Le fil coupé du funambule
Par Ginette Fanfiole le dimanche 18 avril 2010, 01:30 - Mots d'absence - Lien permanent

Voilà, c’est tu, comme il est court le chemin qui court de tutoie à tais-toi. Une impasse de plus, les mots vides, l’esquive. Veille inutile, encore une fois, comme hier, comme demain, l’espace aspire tous les silences et les mystères se retirent, les mystères se replient sur soies, les mystères s’esquivent comme ils hèlent, de loin, les chambres closes, les cachots, les barreaux.
Vois-tu, tu vois, tu n’entends pas ce que tu ne veux pas voir, tu ne m’entends plus, nous n’irons pas plus loin. Le pli est dépris, long, c’est trop long, le pas et le silence forcés comme on force une porte, le silence éraillé, c’est sans moi. Parfois il est trop tard. Les routes se dépavent et retournent à l’oubli, le silence se creuse, à l’appel rien ne répond.
Le vent sur mon visage, le bruit de l’eau, et les feuilles, ce vert à croquer qui s’ouvre au printemps, le vert évidé, le vert noyé. Les couleurs se détachent et l’univers retourne au gris des mondes en gestation. La substance éperdue, la substance perdue, les échanges en balles creuses, sans effet, le raisonnable est de retour, le raisonné, l’ivresse nous a quittés.
Les jeux sans je, obligés, convenus, sans surprise, les rails recalés, bien en place, et suivre les voies plutôt que suivre les voix. Tais-toi, ce n’est plus toi que j’entends, la vie est absente, la vie une fois de plus éclipsée. La vie évidée, le sens évacué et la sensation éludée, j’avais quelqu’un au bout du fil, je l’entendais respirer. Je l’ai perdu. Le fil. Ou on l’aura coupé.

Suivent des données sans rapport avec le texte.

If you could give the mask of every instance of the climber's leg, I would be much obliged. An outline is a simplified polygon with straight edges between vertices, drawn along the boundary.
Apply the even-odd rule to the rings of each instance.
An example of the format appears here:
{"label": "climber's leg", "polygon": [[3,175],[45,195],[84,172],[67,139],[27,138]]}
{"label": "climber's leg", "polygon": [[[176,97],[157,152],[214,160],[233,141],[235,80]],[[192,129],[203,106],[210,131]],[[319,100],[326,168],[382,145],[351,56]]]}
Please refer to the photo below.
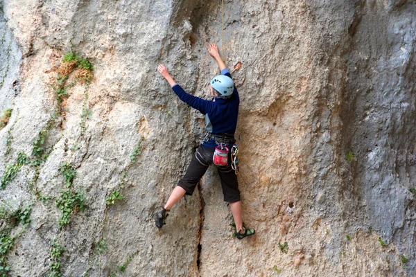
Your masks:
{"label": "climber's leg", "polygon": [[171,208],[175,205],[181,198],[185,195],[187,190],[184,190],[179,186],[177,186],[171,193],[168,202],[164,206],[164,208],[166,210],[171,210]]}
{"label": "climber's leg", "polygon": [[192,195],[198,183],[205,174],[209,165],[212,163],[214,151],[214,148],[202,145],[198,148],[195,155],[192,157],[187,173],[179,181],[177,186],[171,193],[162,210],[155,215],[155,221],[158,228],[162,228],[163,224],[165,224],[165,220],[168,216],[169,210],[173,205],[180,200],[185,194]]}
{"label": "climber's leg", "polygon": [[236,224],[236,230],[243,230],[243,215],[241,215],[241,202],[229,203],[229,209]]}

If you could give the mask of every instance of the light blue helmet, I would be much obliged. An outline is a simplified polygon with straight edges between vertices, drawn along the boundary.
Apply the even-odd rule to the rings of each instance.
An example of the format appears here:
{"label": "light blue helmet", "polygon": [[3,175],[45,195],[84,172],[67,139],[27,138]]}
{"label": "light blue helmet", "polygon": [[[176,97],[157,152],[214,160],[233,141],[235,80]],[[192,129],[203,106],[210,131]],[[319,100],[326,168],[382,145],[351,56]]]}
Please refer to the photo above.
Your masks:
{"label": "light blue helmet", "polygon": [[232,95],[234,91],[232,79],[225,75],[215,76],[211,80],[211,86],[223,96]]}

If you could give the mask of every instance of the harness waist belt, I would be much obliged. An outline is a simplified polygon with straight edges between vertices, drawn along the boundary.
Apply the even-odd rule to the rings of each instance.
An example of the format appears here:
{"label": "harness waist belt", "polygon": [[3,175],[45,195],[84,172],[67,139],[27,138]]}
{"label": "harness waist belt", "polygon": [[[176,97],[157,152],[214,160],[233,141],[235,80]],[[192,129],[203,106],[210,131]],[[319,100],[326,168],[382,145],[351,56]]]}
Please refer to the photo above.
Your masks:
{"label": "harness waist belt", "polygon": [[236,140],[234,135],[223,133],[223,134],[212,134],[207,132],[202,141],[208,142],[210,139],[213,139],[217,143],[235,143]]}

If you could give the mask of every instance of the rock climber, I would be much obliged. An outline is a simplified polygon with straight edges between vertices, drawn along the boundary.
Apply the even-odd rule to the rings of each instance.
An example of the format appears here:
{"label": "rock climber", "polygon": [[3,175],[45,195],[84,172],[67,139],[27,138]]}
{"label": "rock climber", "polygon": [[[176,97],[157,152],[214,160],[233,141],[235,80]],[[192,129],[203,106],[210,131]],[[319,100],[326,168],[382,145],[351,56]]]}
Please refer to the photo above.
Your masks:
{"label": "rock climber", "polygon": [[168,81],[179,98],[205,115],[205,129],[207,133],[197,148],[195,155],[192,157],[185,175],[179,181],[164,206],[156,213],[154,219],[156,226],[162,228],[166,224],[166,217],[172,206],[185,194],[192,195],[198,183],[209,166],[212,163],[221,164],[220,162],[218,163],[218,159],[216,163],[214,161],[218,158],[216,157],[216,149],[218,149],[223,153],[225,152],[225,157],[228,156],[228,162],[216,166],[221,179],[224,201],[229,203],[236,224],[236,236],[241,240],[254,235],[255,231],[254,229],[243,226],[241,200],[237,176],[230,165],[230,153],[227,151],[236,141],[234,134],[237,125],[240,98],[231,74],[221,59],[217,45],[210,44],[208,53],[216,60],[221,72],[221,75],[215,76],[210,82],[210,94],[214,96],[213,100],[205,100],[187,93],[175,82],[164,65],[160,64],[157,66],[157,71]]}

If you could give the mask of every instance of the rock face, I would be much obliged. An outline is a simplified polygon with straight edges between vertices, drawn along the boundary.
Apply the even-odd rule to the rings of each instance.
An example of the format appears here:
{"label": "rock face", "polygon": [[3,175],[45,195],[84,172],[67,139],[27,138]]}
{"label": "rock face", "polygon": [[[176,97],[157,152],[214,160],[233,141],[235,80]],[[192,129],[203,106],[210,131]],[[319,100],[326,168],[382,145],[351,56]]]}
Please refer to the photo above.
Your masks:
{"label": "rock face", "polygon": [[[26,226],[1,219],[15,238],[1,242],[2,273],[414,276],[415,1],[223,2],[0,2],[0,110],[12,109],[0,130],[0,211],[31,206]],[[156,67],[207,98],[218,73],[207,42],[230,69],[243,64],[232,74],[239,180],[257,233],[242,240],[214,168],[166,226],[152,220],[204,127]],[[71,52],[94,77],[65,71],[60,98]],[[8,179],[19,151],[28,159]],[[71,202],[61,227],[62,191],[83,191],[85,208]],[[114,191],[123,199],[106,204]]]}

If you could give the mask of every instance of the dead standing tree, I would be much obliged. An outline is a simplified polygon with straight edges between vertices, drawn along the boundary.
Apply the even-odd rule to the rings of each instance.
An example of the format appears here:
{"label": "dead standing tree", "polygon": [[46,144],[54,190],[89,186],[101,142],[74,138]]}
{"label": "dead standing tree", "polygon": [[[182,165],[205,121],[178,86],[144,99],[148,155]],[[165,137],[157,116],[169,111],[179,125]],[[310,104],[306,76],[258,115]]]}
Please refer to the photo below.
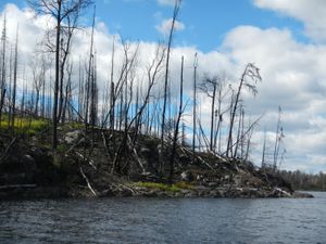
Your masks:
{"label": "dead standing tree", "polygon": [[[240,95],[241,95],[242,88],[243,88],[243,86],[247,87],[255,95],[258,93],[255,85],[258,81],[261,81],[261,80],[262,80],[262,77],[260,75],[260,69],[256,66],[254,66],[254,64],[252,64],[252,63],[247,64],[244,72],[241,75],[238,91],[235,95],[231,112],[230,112],[230,125],[229,125],[227,150],[226,150],[227,157],[235,156],[233,153],[233,146],[234,146],[233,131],[234,131],[235,118],[236,118],[236,114],[238,111],[238,105],[240,102]],[[251,82],[249,82],[249,81],[251,81]]]}
{"label": "dead standing tree", "polygon": [[[167,101],[171,46],[172,46],[175,23],[176,23],[177,16],[178,16],[180,4],[181,4],[181,0],[175,0],[174,12],[173,12],[173,17],[172,17],[172,25],[171,25],[168,40],[167,40],[167,51],[166,51],[166,60],[165,60],[166,61],[165,77],[164,77],[164,100],[163,100],[162,125],[161,125],[161,157],[163,156],[163,149],[164,149],[165,113],[166,113],[166,101]],[[162,168],[163,168],[163,160],[161,162],[161,169]]]}
{"label": "dead standing tree", "polygon": [[52,112],[52,149],[57,151],[58,138],[58,100],[60,85],[60,49],[62,47],[62,26],[72,15],[78,15],[83,9],[86,9],[92,3],[91,0],[28,0],[28,4],[39,15],[49,15],[55,21],[55,79],[53,93],[53,112]]}
{"label": "dead standing tree", "polygon": [[211,100],[211,133],[210,133],[210,151],[214,147],[214,117],[215,117],[215,100],[218,87],[218,77],[206,77],[199,86],[199,89],[204,92]]}

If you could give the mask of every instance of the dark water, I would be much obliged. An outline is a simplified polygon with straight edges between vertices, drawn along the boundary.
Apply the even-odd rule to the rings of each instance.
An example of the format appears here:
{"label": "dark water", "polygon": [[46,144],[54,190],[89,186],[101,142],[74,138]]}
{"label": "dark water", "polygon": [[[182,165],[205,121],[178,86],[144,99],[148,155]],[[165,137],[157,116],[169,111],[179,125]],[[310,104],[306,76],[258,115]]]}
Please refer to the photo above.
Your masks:
{"label": "dark water", "polygon": [[0,202],[0,243],[326,243],[326,193],[313,194]]}

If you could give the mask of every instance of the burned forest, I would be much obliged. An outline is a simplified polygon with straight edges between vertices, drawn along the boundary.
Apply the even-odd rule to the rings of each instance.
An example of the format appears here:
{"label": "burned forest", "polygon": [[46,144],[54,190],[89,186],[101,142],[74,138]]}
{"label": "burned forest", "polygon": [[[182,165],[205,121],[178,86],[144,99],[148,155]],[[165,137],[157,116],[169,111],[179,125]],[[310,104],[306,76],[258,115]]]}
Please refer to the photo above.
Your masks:
{"label": "burned forest", "polygon": [[202,72],[201,53],[174,47],[180,7],[151,50],[118,35],[100,50],[95,1],[29,0],[32,21],[48,23],[27,62],[20,23],[9,36],[0,20],[0,198],[311,196],[280,174],[280,107],[273,145],[252,143],[264,115],[246,100],[260,92],[260,68]]}

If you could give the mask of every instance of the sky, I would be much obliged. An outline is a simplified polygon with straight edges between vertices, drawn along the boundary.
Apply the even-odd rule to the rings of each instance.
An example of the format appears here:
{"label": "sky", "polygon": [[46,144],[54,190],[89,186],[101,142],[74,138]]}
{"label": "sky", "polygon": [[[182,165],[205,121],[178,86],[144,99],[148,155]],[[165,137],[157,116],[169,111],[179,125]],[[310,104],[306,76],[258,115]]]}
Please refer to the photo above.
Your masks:
{"label": "sky", "polygon": [[[99,77],[105,80],[113,36],[140,42],[141,61],[158,41],[166,40],[173,0],[97,0],[96,48],[100,50]],[[0,26],[7,13],[9,38],[20,24],[22,63],[30,59],[42,39],[47,20],[36,18],[25,1],[0,0]],[[88,28],[91,15],[84,16]],[[253,134],[252,159],[260,160],[266,130],[273,144],[281,106],[286,157],[284,169],[326,171],[326,1],[324,0],[184,0],[173,41],[172,76],[177,75],[181,55],[191,77],[193,54],[199,54],[200,74],[226,76],[234,86],[247,63],[254,63],[263,81],[252,98],[243,93],[252,118],[264,114]],[[88,39],[77,35],[76,53],[87,53]],[[74,55],[77,55],[77,54]],[[186,77],[187,77],[186,74]],[[186,84],[190,92],[191,84]],[[205,106],[208,110],[205,110]],[[209,125],[209,102],[203,101]],[[272,146],[272,145],[271,145]]]}

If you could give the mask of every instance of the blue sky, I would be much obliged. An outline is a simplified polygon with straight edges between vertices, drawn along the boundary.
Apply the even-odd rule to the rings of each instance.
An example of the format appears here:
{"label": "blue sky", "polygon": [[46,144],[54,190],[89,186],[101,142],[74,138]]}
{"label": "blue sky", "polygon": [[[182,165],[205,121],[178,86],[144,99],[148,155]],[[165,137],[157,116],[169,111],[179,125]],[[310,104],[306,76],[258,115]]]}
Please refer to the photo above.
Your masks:
{"label": "blue sky", "polygon": [[[0,0],[21,8],[21,0]],[[97,0],[97,21],[104,22],[110,33],[128,40],[158,41],[162,35],[155,26],[170,18],[173,5],[156,0]],[[89,15],[90,16],[90,15]],[[309,41],[303,25],[292,17],[256,8],[252,0],[184,0],[178,20],[185,29],[175,35],[175,46],[193,46],[203,52],[217,49],[225,35],[241,25],[260,28],[288,28],[299,41]]]}
{"label": "blue sky", "polygon": [[[170,18],[173,7],[155,0],[97,1],[98,17],[113,33],[126,39],[156,41],[162,36],[155,29],[162,20]],[[188,0],[184,1],[178,20],[185,24],[174,43],[196,46],[208,52],[216,49],[230,29],[240,25],[261,28],[290,28],[300,40],[305,40],[302,24],[291,17],[261,10],[251,0]]]}
{"label": "blue sky", "polygon": [[[164,39],[158,30],[171,18],[173,0],[97,0],[99,85],[108,79],[113,35],[121,35],[135,48],[141,42],[139,70],[148,66],[155,42]],[[160,3],[161,2],[161,3]],[[296,2],[296,4],[293,3]],[[10,3],[14,3],[12,5]],[[21,66],[33,60],[45,35],[45,18],[33,18],[22,0],[0,0],[9,20],[9,39],[14,40],[20,23]],[[325,0],[183,0],[172,50],[171,79],[178,80],[179,60],[185,56],[185,92],[191,97],[193,54],[199,53],[199,74],[226,74],[237,86],[247,63],[261,69],[263,82],[256,98],[243,92],[252,119],[264,114],[252,138],[253,159],[261,158],[264,129],[275,141],[278,106],[287,149],[286,169],[326,172],[326,1]],[[91,11],[85,16],[91,16]],[[90,21],[88,33],[90,33]],[[86,25],[87,26],[87,25]],[[89,52],[89,35],[76,35],[72,60]],[[117,62],[118,63],[118,62]],[[28,76],[28,74],[26,75]],[[203,77],[199,77],[202,79]],[[160,89],[160,85],[156,89]],[[202,101],[202,123],[209,128],[209,101]],[[188,117],[191,121],[191,117]],[[191,124],[189,124],[191,125]],[[273,146],[271,146],[273,147]]]}

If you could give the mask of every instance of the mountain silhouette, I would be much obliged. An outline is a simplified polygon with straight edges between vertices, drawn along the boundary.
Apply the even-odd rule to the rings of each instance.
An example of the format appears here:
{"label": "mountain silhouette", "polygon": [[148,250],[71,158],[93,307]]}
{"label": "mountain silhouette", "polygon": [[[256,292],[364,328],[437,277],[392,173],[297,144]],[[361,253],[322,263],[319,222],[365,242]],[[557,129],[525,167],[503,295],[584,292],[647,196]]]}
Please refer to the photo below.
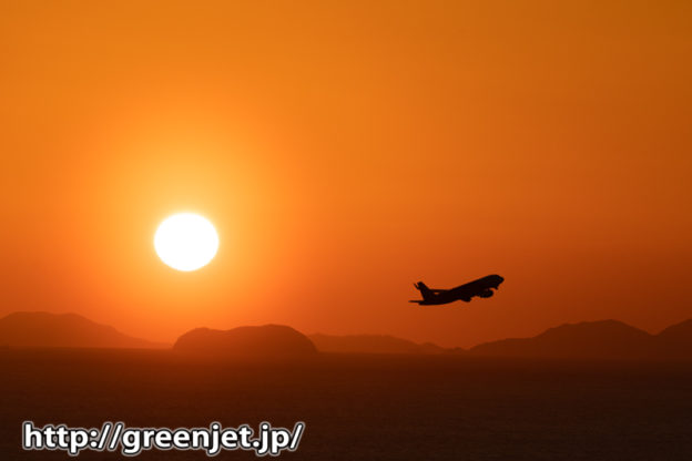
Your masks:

Le silence est revenu, ce n’est pas le chat qui m’a griffée, il est jaloux, le chat, il s’en va. Le silence s’étale, acide, le silence ronge l’espace et ouvre les possibles, tous les possibles, le doute. Le doute ne fait aucun doute, et l’hésitation se confirme. Pas bouger. Effacer. Oublier. Oublier qui on a été pour oublier ce qu’on a perdu. Cesser de revenir sur ses pas, cesser de surveiller, de guetter, de chercher, cesser de flairer comme une chienne les traces de vie, policer, lisser, filtrer le trouble et rendre toute sa place à l’ennui.
Ce n’était rien, une idée de passage, un feu follet. Il n’y avait personne, en effet, je ne crois plus. Tu vas me manquer.